When asked if it will take billions of dollars more in aid to prevent this, Zelensky said, “I don’t have an answer.”
“The whole world [has to] decide whether we want to stop Putin, or whether we want to start the beginning of a world war,” Zelensky continued. “We can’t change Putin. Russian society has [lost] the respect of the world. They elected him, and reelected him and raised a second Hitler. They did this. We cannot go back in time, but we can stop it here.”
The U.S. has provided billions of dollars in military and humanitarian support for Ukraine since Russia invaded the country in February 2022.
Last month, the Biden administration sent a supplemental funding request to Congress including $24 billion in additional military and financial aid for Ukraine. The request included around $13 billion in defense funds to assist Ukraine, $9.5 billion for equipment and replenishment of Pentagon stocks and $3.6 billion for continued military, intelligence and other defense support.
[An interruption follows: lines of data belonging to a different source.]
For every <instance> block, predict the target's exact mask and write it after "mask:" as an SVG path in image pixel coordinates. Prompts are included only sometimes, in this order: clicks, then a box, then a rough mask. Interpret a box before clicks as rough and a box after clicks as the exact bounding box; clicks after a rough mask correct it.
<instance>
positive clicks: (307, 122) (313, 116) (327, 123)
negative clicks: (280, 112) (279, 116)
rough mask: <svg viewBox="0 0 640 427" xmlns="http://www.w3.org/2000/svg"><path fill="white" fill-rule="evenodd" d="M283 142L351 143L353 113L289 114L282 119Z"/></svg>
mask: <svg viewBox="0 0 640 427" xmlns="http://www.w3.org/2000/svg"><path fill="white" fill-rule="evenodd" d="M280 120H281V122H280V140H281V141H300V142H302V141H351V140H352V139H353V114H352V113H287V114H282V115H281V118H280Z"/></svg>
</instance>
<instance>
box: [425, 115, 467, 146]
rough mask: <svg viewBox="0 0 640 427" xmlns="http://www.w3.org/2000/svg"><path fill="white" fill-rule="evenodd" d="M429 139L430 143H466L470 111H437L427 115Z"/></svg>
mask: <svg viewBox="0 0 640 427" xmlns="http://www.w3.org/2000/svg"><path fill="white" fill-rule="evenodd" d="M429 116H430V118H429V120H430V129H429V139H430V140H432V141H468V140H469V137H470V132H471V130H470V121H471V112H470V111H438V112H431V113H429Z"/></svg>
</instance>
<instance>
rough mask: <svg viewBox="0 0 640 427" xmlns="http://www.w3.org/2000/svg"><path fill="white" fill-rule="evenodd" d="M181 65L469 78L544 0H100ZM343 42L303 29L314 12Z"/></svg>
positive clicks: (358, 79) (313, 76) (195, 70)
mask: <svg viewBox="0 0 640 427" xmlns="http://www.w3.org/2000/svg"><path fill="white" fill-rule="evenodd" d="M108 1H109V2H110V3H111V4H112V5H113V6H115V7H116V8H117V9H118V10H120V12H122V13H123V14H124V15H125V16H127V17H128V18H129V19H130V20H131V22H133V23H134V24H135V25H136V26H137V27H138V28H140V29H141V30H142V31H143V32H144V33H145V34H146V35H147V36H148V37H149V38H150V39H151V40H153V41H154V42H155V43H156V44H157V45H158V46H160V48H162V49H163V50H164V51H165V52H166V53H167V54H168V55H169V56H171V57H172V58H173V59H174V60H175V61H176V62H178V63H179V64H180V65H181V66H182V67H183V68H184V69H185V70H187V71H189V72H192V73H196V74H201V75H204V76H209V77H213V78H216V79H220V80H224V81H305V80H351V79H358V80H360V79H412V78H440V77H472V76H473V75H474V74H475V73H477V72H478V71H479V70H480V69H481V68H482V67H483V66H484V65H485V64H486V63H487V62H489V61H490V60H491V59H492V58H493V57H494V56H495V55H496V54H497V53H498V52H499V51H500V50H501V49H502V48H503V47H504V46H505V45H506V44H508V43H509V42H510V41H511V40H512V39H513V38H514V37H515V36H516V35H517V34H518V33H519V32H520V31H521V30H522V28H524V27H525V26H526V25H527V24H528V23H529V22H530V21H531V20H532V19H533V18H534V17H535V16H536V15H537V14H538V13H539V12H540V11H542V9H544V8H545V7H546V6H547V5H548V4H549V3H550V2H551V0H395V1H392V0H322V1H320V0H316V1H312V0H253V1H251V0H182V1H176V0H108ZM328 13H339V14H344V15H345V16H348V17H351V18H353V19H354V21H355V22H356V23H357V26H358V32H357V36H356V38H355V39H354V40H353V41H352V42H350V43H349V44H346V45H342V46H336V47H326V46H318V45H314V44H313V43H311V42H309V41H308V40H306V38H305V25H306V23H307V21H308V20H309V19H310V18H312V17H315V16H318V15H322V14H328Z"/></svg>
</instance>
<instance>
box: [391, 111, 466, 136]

The Biden administration faces challenges from a growing number of House Republicans, who have expressed skepticism over the approval of more Ukraine funding.
Zelensky is expected to visit the White House on Thursday as the Biden administration pushes for this increased funding. Biden has vowed that the U.S. will stand with Kyiv “for as long as it takes” for the embattled country to win the war.
The visit will mark Zelensky’s second trip to the White House in the past year, after he traveled to Washington last December to meet with Biden and deliver an address to a joint session of Congress.